We opened a case with Nortel and quickly got it escalated. The techs recommended we downgrade from 6.1.2 to 5.1.5 since OSPF was working properly in our environment with 5.1.4. However, there was no way to keep the config when downgrading from 6.1.2 to 5.1.5 and the config had to be manually applied. After the config was applied, OSPF neighbors wouldn't even even go into a full state. They were always going into a ExchangeStart mode and then the Cisco timeout forced them into an init state. After gathering some packet captures, we could see the Cisco sending the DBDs to the Nortel but according to show ip ospf ifstats, it had received none.
There were three Nortel units in the stack. The Cisco devices were plugged into access ports on Units 2 and 3. A tech had the idea to fail base over to unit 2 and voila, OSPF neighbors were created with the Cisco devices on Unit2. A tech thought that the Base switch was bad and wanted to replace it again. By that point, we had already been working on the stack replacement for several hours followed by a 6-7 support call. I was mentally exhausted after the 15 hour day and wanted to resume the support case the next day after I had a chance to replace the base switch.

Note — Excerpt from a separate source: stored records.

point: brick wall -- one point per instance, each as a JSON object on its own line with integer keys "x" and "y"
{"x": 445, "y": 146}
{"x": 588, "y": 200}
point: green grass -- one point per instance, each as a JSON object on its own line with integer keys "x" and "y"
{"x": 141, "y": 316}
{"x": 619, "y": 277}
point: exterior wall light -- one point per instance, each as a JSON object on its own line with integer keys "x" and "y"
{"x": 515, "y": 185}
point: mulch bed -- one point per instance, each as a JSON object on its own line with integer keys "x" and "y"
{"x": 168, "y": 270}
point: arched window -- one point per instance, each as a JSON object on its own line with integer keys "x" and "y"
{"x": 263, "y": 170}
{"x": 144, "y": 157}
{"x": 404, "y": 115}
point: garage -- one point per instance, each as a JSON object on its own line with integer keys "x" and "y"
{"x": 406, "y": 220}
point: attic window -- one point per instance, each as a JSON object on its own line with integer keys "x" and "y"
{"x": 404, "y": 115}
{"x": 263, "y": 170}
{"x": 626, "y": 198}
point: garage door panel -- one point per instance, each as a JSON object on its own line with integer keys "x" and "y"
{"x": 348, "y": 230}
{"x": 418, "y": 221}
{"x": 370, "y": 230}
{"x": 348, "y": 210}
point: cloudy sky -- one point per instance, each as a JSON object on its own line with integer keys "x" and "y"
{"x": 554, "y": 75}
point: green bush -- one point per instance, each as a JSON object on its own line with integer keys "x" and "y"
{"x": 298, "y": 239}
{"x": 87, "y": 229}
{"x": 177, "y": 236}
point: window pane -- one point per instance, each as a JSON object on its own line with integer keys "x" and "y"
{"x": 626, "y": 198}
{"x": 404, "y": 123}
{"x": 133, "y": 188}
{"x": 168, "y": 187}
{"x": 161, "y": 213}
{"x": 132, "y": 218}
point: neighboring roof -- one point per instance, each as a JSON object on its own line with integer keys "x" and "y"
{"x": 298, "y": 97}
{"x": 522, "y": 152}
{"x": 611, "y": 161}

The next day we replaced the base switch and updated our advanced license file. However, the results were the same. When unit1 was the base, OSPF neighbors wouldn't go past the ExchangeStart mode. Failing base to Unit2 would create the neighbors and routing was restored. We finally came to the conclusion that the OSPF neighbors HAD to be on an access port on the Base switch.
At least everything is back up and working properly... What a nightmare of a weekend.